From within C++, an application can use an existing neural network in about 3 lines of code:
// Load the neural network configuration and weights which
// will be used to make predictions.
// We use "DarkHelp", an open-source C++ wrapper library for libdarknet.so.
DarkHelp darkhelp("mailboxes_yolov3-tiny.cfg", "mailboxes_yolov3-tiny.weights",
"mailboxes.names"));
// Use standard OpenCV calls to load a .jpg image into memory.
cv::Mat mat = cv::imread("test_image.jpg");
// Darknet will process the image and store all of the
// prediction results in a std::vector.
const auto predictions = darkhelp.predict(mat);
// Each prediction in the vector contains the X and Y coordinates of the object,
// the width and height, the class (meaning the type) of object, a name to use for
// that class, and a value to indicate the probability from 0 to 100%. For example,
// to iterate over all the predictions made by darknet and print a few values:
for (const auto" p : predictions)
{
std::cout << "found "" << p.name << "" at "
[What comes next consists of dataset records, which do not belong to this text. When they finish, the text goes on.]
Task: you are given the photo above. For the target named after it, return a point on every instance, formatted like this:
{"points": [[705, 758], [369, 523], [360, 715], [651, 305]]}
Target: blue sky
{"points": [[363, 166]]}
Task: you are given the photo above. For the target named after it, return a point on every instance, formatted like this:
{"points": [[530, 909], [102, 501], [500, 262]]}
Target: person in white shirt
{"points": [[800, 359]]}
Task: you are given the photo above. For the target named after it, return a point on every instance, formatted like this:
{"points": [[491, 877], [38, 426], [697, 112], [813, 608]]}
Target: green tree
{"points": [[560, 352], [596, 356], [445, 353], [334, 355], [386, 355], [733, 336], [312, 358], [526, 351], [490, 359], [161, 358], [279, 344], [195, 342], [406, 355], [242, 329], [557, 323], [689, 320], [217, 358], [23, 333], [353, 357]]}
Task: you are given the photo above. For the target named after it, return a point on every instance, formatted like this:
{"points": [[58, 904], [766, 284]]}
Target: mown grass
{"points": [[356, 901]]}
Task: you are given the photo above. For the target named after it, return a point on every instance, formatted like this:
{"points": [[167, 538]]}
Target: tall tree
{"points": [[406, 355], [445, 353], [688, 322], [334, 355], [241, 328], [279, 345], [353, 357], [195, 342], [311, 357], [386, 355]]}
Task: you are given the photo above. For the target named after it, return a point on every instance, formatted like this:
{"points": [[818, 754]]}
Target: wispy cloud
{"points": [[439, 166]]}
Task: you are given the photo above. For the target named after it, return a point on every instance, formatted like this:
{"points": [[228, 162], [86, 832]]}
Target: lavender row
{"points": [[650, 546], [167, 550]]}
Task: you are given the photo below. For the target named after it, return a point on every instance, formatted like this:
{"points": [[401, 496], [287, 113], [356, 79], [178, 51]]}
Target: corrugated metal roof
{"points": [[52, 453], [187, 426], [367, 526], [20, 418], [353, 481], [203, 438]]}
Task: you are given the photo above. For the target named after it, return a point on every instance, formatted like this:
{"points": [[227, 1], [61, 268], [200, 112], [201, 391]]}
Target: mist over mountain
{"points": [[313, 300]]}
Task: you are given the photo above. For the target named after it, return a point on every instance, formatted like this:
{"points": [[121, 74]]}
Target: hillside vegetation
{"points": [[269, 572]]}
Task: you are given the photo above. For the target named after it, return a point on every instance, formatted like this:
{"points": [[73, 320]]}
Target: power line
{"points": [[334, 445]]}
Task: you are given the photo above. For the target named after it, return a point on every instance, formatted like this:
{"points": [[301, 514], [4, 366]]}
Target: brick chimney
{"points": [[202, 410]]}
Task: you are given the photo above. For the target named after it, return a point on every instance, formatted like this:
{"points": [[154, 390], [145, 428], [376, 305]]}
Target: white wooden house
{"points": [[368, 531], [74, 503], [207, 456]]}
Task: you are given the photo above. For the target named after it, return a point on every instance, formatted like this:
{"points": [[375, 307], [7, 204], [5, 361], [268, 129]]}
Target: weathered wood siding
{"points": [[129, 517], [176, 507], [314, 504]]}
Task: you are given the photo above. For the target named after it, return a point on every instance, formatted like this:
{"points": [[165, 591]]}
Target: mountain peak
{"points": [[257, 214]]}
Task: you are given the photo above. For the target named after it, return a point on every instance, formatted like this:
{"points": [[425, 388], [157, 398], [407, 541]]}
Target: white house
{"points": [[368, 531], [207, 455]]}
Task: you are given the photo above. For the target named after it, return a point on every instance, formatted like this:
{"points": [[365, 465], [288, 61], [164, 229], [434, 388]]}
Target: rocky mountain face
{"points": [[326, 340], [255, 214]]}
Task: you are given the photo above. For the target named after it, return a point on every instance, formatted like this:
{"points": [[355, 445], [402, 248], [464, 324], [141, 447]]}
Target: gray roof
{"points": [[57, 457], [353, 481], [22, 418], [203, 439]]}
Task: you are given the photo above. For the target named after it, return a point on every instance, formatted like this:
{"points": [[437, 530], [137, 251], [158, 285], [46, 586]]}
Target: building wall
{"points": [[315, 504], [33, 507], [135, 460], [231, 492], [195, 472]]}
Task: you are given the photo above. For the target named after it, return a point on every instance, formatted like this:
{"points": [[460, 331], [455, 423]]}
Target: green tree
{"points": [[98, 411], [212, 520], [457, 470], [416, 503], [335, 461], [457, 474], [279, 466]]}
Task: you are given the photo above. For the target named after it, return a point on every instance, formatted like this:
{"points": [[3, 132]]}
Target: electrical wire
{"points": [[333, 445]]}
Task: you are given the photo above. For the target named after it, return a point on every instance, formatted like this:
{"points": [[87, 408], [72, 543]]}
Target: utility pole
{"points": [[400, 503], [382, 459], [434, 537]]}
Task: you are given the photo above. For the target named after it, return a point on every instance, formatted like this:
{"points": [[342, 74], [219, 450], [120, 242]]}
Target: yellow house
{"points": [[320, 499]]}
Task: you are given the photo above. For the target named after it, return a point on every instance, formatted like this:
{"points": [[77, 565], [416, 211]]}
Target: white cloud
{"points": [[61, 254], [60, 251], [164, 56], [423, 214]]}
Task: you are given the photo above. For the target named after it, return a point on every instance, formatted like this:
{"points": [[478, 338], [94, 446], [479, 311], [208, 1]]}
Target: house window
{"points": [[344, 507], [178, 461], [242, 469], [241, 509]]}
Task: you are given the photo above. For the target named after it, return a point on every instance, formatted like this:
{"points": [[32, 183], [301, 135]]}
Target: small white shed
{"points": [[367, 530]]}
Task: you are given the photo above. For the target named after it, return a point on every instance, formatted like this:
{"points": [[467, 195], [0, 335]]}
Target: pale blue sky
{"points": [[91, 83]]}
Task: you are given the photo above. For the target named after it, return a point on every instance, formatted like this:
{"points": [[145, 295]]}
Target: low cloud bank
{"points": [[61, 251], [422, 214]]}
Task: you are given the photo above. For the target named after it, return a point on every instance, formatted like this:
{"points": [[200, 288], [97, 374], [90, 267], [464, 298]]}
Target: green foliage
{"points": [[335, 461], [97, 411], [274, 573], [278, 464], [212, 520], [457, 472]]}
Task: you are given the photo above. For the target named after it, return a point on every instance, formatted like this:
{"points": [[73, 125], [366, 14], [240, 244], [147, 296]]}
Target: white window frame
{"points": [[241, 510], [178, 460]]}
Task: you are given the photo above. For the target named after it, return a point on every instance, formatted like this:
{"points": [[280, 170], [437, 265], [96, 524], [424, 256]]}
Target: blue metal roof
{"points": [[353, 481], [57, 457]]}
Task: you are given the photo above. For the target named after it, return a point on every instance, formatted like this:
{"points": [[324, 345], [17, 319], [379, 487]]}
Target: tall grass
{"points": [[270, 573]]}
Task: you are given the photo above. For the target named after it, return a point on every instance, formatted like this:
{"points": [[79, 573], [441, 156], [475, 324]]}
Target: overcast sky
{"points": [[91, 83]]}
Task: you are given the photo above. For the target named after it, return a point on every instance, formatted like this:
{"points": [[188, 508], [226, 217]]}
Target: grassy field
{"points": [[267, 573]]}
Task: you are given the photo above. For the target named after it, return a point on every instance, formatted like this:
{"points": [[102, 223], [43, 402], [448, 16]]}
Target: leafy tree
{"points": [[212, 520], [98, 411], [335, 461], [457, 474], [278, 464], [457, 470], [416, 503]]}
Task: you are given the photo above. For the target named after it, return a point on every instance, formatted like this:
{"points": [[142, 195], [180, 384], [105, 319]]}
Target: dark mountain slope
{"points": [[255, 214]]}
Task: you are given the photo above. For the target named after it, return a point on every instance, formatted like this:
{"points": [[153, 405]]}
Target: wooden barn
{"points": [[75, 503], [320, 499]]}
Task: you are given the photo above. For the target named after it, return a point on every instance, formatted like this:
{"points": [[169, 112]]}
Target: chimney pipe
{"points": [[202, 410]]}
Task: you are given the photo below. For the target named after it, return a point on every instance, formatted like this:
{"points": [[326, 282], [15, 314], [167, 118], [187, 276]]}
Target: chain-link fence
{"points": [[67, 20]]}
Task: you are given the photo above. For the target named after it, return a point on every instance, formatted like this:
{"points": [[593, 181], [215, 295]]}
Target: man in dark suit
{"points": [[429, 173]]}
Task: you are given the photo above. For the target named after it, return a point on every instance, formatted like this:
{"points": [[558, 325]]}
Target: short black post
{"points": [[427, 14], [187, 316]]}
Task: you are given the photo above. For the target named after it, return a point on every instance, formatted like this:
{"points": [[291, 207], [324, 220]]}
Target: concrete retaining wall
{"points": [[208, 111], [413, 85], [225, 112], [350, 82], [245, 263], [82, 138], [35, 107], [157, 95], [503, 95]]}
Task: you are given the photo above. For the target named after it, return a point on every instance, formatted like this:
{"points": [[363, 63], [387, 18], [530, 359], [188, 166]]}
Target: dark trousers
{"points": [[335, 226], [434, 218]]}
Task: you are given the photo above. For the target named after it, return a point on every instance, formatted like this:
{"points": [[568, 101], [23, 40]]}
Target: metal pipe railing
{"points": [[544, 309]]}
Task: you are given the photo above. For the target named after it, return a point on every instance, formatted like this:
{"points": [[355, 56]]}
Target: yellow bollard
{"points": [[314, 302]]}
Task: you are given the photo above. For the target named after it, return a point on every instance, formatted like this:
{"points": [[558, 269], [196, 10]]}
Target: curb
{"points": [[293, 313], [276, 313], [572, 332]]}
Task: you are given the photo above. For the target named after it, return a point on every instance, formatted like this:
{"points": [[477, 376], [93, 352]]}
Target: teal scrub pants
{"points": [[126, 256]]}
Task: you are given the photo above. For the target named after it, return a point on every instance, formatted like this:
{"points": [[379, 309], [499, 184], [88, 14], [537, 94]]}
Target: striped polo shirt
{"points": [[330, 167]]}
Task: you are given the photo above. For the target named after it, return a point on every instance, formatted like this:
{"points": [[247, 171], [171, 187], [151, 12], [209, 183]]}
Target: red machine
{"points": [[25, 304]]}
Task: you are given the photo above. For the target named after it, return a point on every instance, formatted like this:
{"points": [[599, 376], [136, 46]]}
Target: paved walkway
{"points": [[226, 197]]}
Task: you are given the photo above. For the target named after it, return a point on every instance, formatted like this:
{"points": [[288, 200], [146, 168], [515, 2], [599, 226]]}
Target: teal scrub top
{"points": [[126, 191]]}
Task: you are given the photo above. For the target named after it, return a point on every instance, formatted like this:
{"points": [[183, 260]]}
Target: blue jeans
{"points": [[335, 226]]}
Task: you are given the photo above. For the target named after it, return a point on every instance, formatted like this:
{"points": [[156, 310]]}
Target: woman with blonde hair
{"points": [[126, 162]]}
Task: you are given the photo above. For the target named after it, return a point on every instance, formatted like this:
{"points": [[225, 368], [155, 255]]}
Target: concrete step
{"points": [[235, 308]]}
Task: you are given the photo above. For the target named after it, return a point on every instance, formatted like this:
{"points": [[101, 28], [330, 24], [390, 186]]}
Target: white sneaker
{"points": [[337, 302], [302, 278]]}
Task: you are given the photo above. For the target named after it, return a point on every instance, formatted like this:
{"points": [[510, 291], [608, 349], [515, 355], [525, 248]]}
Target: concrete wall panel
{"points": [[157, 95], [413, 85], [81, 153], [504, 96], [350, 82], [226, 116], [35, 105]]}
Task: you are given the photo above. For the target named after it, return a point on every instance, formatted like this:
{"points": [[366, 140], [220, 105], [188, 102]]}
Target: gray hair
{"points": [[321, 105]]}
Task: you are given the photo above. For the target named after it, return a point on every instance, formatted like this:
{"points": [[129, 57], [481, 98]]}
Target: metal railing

<< "x=" << p.rect.x << ", y=" << p.rect.y << std::endl;
}
The DarkHelp::PredictionResult
structure can also be streamed via operator<<()
, so sending the entire vector of results to a file or std::cout
for this image:
…would look like this:
darkhelp processed the image in 645 milliseconds
prediction results: 6
-> 1/6: "3 94%" #3 prob=0.943488 x=147 y=672 w=206 h=186 entries=1
-> 2/6: "2 98%" #2 prob=0.980147 x=156 y=317 w=225 h=232 entries=1
-> 3/6: "1 94%" #1 prob=0.940242 x=178 y=16 w=189 h=195 entries=1
-> 4/6: "lock 87%" #0 prob=0.869531 x=5 y=89 w=65 h=73 entries=1
-> 5/6: "lock 86%" #0 prob=0.855969 x=7 y=415 w=55 h=79 entries=1
-> 6/6: "lock 83%" #0 prob=0.833342 x=5 y=731 w=56 h=88 entries=1
And if we were to annotate that image with these results to indicate where objects of interest were detected, the results look like this:
No software developer would want to contemplate having to write — much less maintain! — the hand-written code necessary to accurately determine the location and type of every object of interest in complex images like this one:
But with machine learning, the good news is we don’t have to do it manually. In less than 5 lines of code and a few milliseconds to run, all 82 objects of interest that artificial neural network was trained to find were returned:
loading image mailboxes/set_02/DSCN0625.JPG
darkhelp processed the image in 533 milliseconds
prediction results: 82
-> 1/82: "16 100%" #16 prob=0.99999 x=397 y=666 w=26 h=25 entries=1
-> 2/82: "16 100%" #16 prob=0.999869 x=1047 y=612 w=27 h=27 entries=1
-> 3/82: ...
This is how we do it. Coding the "impossible."